I have lived in countries where Catholicism survives much stronger culturally than it does here in Canada. In such contexts I struggled with the excessive power and authority that the faithful wanted to invest in me by virtue of my ordination. To invest power in someone is to suggest strongly that the person is powerful. That remains unproblematic if said person is not human, as is the case with God. However, history makes it painfully clear that homo sapiens do not react well to large investments of power. Almost invariably, it leads to uncontrollable inflation of ego, privilege, divisions – what in church circles we call clericalism.

Hence the very real need for a World Day of Prayer for Priests in an organization that gives us almost exclusive power. Prayers pleading God that the power invested in Fr. X or Fr. Y does not go to his head and undo him, along with the parish or community he was sent to serve. If the whole Church, its clergy included, does not earnestly pray for the humility of its “Fathers,” these are left to walk the tightrope of temptation stretched over the abyss of self-importance and self-aggrandizement. Once elevated too highly, priests, like most other mortals, find it difficult to serve beings other than themselves. That’s why Jesus counselled against calling them and anyone else “fathers,” wherever being father means wielding control.

Not to be served but to serve. That’s why Jesus came. If Catholic priests are supposed to act in persona Christi (in the person of Christ), they too must come only to serve. Neither the universal Church nor the local parish is theirs. They belong to the Church. They belong to the parish. Jesus never referred to himself as father, because he understood the danger latent in that title. So he called himself the “son of man,” which sounds very ordinary.

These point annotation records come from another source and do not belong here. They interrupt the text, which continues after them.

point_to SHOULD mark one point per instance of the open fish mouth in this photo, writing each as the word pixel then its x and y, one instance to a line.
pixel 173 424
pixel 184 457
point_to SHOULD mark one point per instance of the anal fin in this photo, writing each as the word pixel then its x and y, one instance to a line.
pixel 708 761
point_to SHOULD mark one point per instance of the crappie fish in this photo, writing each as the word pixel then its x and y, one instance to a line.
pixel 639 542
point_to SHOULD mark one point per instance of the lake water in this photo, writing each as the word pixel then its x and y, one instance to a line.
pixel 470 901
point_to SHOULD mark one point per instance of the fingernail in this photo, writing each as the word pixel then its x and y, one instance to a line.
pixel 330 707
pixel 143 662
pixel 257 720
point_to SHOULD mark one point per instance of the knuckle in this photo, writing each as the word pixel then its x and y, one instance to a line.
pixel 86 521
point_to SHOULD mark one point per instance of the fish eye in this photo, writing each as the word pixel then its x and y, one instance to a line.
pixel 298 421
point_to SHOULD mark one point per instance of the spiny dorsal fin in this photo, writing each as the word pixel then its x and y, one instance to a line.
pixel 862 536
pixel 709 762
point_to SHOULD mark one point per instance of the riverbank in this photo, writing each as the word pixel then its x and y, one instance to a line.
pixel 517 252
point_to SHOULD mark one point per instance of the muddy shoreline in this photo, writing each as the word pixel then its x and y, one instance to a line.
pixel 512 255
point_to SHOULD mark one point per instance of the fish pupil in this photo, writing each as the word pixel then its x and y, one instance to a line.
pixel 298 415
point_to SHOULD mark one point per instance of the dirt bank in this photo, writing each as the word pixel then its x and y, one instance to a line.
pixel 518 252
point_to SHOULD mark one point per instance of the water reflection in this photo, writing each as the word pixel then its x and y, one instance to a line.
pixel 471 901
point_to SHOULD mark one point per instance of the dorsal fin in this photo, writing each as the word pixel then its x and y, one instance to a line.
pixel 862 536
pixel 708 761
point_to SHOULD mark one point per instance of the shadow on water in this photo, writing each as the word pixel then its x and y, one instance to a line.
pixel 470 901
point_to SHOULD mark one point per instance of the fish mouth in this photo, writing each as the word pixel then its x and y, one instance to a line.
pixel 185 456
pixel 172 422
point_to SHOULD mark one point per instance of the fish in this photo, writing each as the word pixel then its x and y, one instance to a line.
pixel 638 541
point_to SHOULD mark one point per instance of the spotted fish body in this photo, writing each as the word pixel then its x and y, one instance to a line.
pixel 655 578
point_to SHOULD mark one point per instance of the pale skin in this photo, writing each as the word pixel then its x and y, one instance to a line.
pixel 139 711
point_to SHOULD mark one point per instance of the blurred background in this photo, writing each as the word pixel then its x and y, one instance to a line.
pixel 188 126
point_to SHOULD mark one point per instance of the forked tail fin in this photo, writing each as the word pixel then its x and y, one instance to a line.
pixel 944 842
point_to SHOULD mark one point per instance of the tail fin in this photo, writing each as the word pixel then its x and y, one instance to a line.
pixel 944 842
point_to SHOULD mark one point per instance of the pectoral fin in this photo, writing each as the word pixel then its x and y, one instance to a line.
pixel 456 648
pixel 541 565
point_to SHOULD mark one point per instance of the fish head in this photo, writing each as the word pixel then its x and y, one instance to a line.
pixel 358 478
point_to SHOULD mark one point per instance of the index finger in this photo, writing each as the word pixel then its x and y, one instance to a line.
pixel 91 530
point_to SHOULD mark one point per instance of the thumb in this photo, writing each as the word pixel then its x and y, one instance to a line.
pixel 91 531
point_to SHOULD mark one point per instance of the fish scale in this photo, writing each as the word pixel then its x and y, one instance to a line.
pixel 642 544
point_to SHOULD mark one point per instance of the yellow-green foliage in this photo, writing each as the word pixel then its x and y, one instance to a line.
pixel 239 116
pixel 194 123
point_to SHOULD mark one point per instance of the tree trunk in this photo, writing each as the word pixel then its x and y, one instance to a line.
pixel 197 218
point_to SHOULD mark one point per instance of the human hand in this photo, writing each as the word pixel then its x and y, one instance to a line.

That the World Day of Prayer for Priests coincides with the Solemnity of the Sacred Heart is very fitting when we recall how Jesus describes himself: “learn from me; for I am gentle and humble in heart” (Matt 11:28). A heart that wants to give all it has and empower others to do the same. Let’s pray that its generous pulse beat in the heart of all priests and in the heart of the Church, still learning how not to concentrate power in too few of its members to the detriment of all, including the ordained.

O Sacred Heart!

O hole in my chest!

O kenosis!

Every time I check my pulse

I hear echoes of your activity

long since past

light years away.

You—the empty cavity

where the cosmos was conceived.

You—the womb of space

the absence absolute

and at once the omega plenum.

You give every face

every tree

personality

even as you melt into the crowd

and vanish into the forest.

Greg Kennedy SJ is a Jesuit priest working as a spiritual director at the Ignatius Jesuit Centre in Guelph, Ontario. His prayer often takes the form of poetry. Care of creation is central to his vocation. His recent publications include Reupholstered Psalms: Ancient Songs Sung New and Amazing Friendships Between Animals and Saints.